Algorithms that find good partitionings of irregular graphs are critical for the efficient execution of scientific simulations on high-performance parallel computers. In these simulations, computation is performed iteratively on each element (and/or node) of a physical two- or three-dimensional mesh and then information is exchanged between adjacent mesh elements. For example, computation is performed on each triangle of the two-dimensional mesh shown in Figure 1. Then information is exchanged for every face between adjacent triangles. The efficient execution of such simulations on parallel machines requires a mapping of the computational mesh onto the processors such that each processor gets roughly an equal number of mesh elements and that the amount of inter-processor communication required to perform the information exchange between adjacent elements is minimized. Such a mapping is commonly found by solving a graph partitioning problem [9]. For example, a graph partitioning algorithm was used to decompose the mesh in Figure 1. Here, the mesh elements have been colored to indicate the processor to which they have been mapped.

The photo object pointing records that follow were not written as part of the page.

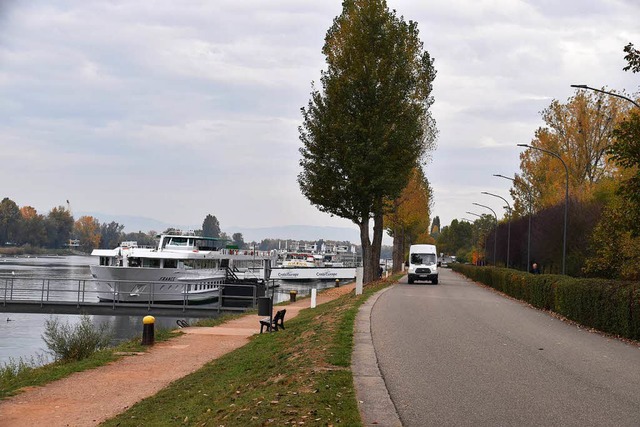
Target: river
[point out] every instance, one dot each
(21, 334)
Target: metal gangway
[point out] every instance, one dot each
(49, 295)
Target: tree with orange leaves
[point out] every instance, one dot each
(580, 131)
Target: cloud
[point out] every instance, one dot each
(174, 111)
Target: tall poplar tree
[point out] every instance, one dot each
(369, 125)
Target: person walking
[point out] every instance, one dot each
(534, 268)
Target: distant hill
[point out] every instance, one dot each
(296, 232)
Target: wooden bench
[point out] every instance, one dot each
(275, 323)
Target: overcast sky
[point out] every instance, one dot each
(174, 110)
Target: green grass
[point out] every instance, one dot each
(16, 375)
(299, 375)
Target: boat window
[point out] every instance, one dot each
(150, 263)
(170, 263)
(178, 241)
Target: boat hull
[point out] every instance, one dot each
(313, 273)
(143, 285)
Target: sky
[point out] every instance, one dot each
(175, 110)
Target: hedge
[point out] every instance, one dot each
(607, 305)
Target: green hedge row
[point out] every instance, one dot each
(607, 305)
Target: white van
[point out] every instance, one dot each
(423, 263)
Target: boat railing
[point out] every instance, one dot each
(83, 291)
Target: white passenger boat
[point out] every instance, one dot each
(319, 266)
(181, 268)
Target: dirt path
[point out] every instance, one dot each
(91, 397)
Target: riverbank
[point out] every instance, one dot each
(13, 251)
(300, 374)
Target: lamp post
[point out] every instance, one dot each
(508, 223)
(495, 230)
(530, 214)
(485, 239)
(566, 199)
(605, 92)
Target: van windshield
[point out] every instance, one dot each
(423, 258)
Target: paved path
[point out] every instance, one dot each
(458, 354)
(91, 397)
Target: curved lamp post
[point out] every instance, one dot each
(529, 193)
(495, 230)
(566, 199)
(608, 93)
(485, 240)
(508, 223)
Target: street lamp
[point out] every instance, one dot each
(566, 199)
(508, 223)
(495, 230)
(529, 192)
(486, 237)
(608, 93)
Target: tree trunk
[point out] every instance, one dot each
(378, 228)
(366, 250)
(398, 249)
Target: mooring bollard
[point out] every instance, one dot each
(148, 335)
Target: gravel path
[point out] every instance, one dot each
(91, 397)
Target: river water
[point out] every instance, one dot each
(21, 334)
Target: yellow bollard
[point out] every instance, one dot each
(148, 335)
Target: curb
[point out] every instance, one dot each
(374, 402)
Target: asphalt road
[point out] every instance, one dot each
(461, 355)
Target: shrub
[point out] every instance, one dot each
(75, 342)
(608, 305)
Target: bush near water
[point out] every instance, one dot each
(610, 306)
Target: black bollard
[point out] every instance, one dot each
(148, 335)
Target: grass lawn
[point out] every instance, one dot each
(299, 376)
(16, 375)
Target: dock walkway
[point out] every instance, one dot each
(91, 397)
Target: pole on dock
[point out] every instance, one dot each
(148, 335)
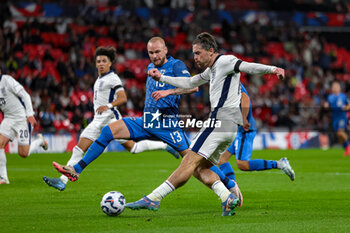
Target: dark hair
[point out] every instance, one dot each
(106, 51)
(207, 41)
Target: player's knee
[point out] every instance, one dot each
(243, 165)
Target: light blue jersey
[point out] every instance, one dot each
(169, 104)
(160, 117)
(339, 118)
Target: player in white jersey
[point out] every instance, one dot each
(222, 73)
(108, 95)
(16, 105)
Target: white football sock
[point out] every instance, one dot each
(159, 193)
(219, 188)
(34, 146)
(148, 145)
(3, 170)
(77, 155)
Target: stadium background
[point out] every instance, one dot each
(48, 47)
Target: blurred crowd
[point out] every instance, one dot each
(53, 59)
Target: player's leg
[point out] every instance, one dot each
(146, 145)
(77, 154)
(3, 170)
(339, 126)
(190, 163)
(25, 144)
(37, 143)
(244, 152)
(115, 130)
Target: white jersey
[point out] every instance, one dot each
(105, 89)
(11, 103)
(225, 88)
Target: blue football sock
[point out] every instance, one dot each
(260, 164)
(95, 149)
(227, 182)
(227, 169)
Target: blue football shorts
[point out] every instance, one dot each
(242, 146)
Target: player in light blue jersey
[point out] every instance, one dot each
(339, 104)
(160, 115)
(222, 72)
(242, 147)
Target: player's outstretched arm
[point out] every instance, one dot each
(157, 95)
(256, 68)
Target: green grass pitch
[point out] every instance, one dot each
(317, 201)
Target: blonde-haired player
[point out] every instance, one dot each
(108, 95)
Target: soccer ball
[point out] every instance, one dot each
(113, 203)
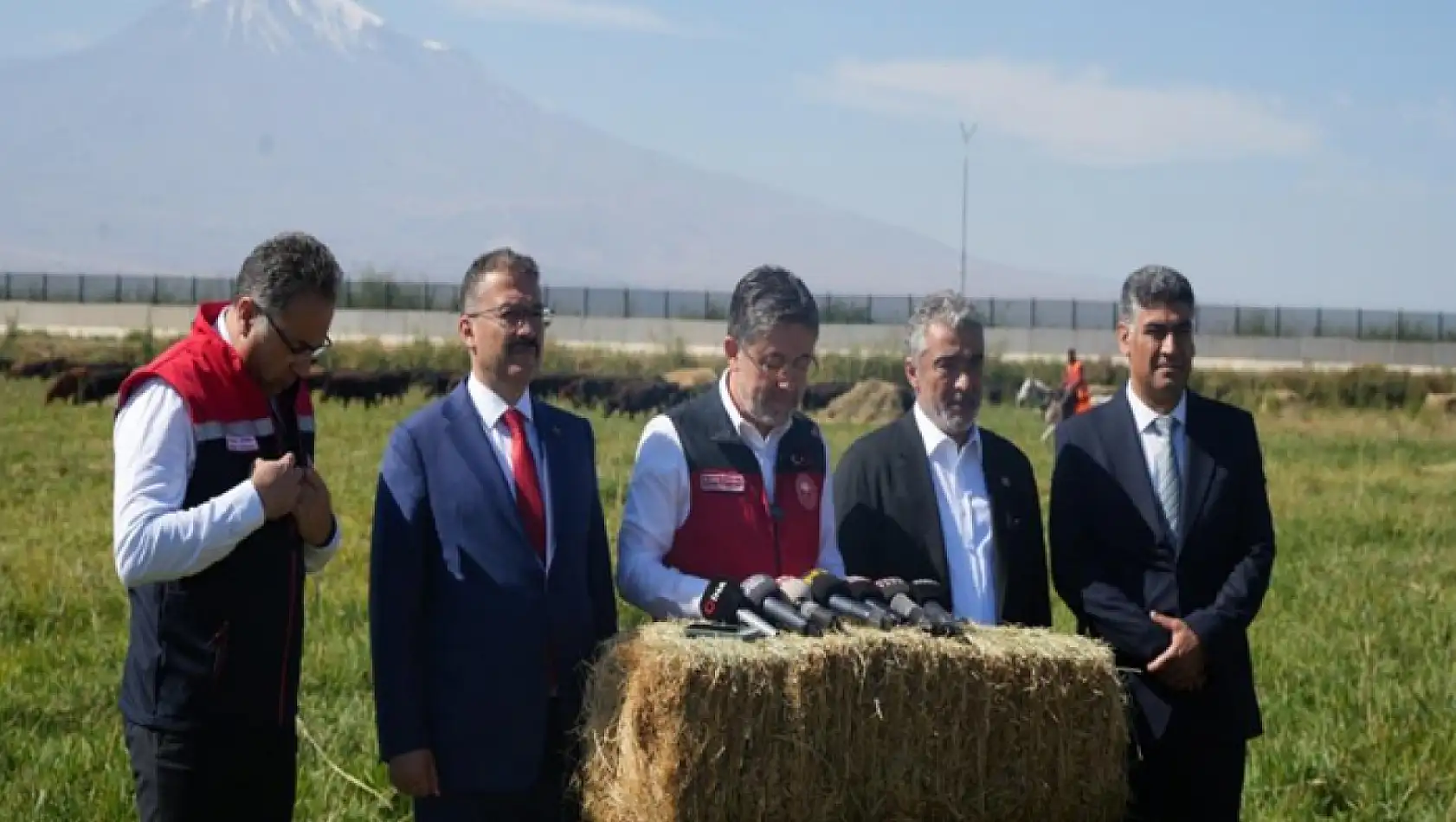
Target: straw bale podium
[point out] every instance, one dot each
(998, 725)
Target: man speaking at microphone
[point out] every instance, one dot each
(937, 497)
(732, 484)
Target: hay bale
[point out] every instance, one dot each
(871, 401)
(1002, 725)
(1439, 403)
(691, 377)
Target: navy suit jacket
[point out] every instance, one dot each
(1112, 556)
(462, 608)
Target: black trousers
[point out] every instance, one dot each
(216, 774)
(549, 799)
(1187, 776)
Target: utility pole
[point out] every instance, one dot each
(966, 191)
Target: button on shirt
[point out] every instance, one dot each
(966, 520)
(493, 415)
(153, 538)
(657, 505)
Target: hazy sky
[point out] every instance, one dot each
(1291, 151)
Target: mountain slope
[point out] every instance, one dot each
(209, 124)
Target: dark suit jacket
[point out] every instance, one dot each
(1112, 559)
(888, 523)
(461, 607)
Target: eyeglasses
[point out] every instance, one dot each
(779, 365)
(514, 316)
(297, 348)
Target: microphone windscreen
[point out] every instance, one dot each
(928, 591)
(892, 585)
(759, 588)
(721, 601)
(794, 588)
(862, 589)
(826, 585)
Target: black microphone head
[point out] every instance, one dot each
(760, 587)
(929, 591)
(824, 585)
(794, 589)
(721, 601)
(892, 585)
(864, 589)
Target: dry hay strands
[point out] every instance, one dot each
(1002, 725)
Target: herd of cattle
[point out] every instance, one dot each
(79, 383)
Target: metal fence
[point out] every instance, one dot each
(842, 309)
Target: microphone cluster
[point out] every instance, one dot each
(820, 602)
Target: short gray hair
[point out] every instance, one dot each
(945, 309)
(1155, 287)
(766, 297)
(286, 267)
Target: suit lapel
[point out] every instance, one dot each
(919, 491)
(471, 441)
(1199, 470)
(558, 453)
(996, 486)
(1129, 465)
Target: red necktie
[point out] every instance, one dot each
(529, 501)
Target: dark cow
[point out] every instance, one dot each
(348, 386)
(642, 396)
(40, 369)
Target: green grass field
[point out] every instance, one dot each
(1355, 648)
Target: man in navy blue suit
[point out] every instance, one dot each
(489, 575)
(1163, 544)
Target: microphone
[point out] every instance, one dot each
(796, 591)
(763, 594)
(833, 593)
(723, 602)
(897, 591)
(931, 595)
(865, 593)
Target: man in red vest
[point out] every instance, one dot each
(734, 482)
(219, 516)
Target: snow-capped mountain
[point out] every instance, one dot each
(209, 124)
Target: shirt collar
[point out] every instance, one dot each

The graph partitioning problem is known to be NP-complete. Therefore, it is not possible to compute optimal partitionings for graphs of interesting size in a reasonable amount of time. This fact, combined with the importance of the problem, has led to the development of several heuristic approaches. See [9] for a recent survey of these schemes. Of these, multilevel algorithms are widely recognized as the state-of-the-art, as they are able to robustly compute high-quality partitionings quickly. Furthermore, many of these are available as serial (Chaco [2], JOSTLE [13], and MUDS [4]) or parallel (ParMeTiS [6] and PJOSTLE [12]) software libraries.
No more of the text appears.